Lauren S. Park, M.D. an interventional radiologist with the Johns Hopkins Interventional Radiology Center, specializes in treating uterine fibroids through a treatment called uterine fibroid embolization (UFE).
Key Points
- Fibroids are common, usually benign, and can cause heavy bleeding and pelvic pressure symptoms including constipation and frequent urination.
- Treatment ranges from hormone regulating medications to minimally invasive surgical options to hysterectomy based on symptoms and fertility goals.
- Uterine Fibroid Embolization (UFE) is a minimally invasive option that preserves the uterus.
- UFE isn’t suitable for patients with active infection, certain bleeding issues, gynecologic cancer, wishing for a resolution of symptoms in less than a month, or those wanting future fertility.
What is uterine fibroid embolization?
It’s a non‑surgical, minimally invasive treatment for uterine fibroids that preserves the uterus and carries a lower risk of complications, including reduced post-procedure recovery time and blood loss. The procedure takes about an hour under “twilight” sedation. Recovery is typically quick, with most patients going home after an overnight observation post procedure and returning to normal activities within a week.
How is UFE performed?
UFE is performed by an interventional radiologist who inserts a thin catheter into the artery at the groin or wrist. The incision is roughly the size of a tip of a pencil. The radiologist guides the catheter precisely to the fibroid's blood supply under a live x-ray table and small particles, about the size of grains of sand, are released to float downstream and block the small blood vessels and deprive the fibroid of nutrients.
This results in fibroid softening, bleeding less, and shrinking in size. Approximately nine out of 10 patients who undergo uterine fibroid embolization will experience significant improvement, or their symptoms will go away completely.

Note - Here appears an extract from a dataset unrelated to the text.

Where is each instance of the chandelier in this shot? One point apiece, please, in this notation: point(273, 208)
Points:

What would make me ineligible for UFE?
Patients should discuss their ability to proceed with UFE with their provider. Patients with an active pelvic infection, certain uncorrectable bleeding problems, endometrial cancer, wishing for a resolution of symptoms in less than a month, or a desire for fertility preservation are poor candidates for this procedure.
What happens after my UFE procedure?
Most patients go home the same day or the following day with cramping pain (similar to menstrual discomfort). Low grade fever is commonly seen for 3-5 days after the procedure as part of a normal process of treatment. Many women resume light activity within a few days and regular activity in a week. UFE is effective for multiple fibroids, and the reoccurrence of treated fibroids is very rare, but is more common if the patient at treatment is younger than age 30.
Providers will reach out to patients a month following treatment via the phone or quick clinic visit. An MRI will be done at three to six months to check symptom improvement and again at one year if symptoms persist.
Medically reviewed by Lauren S. Park, M.D.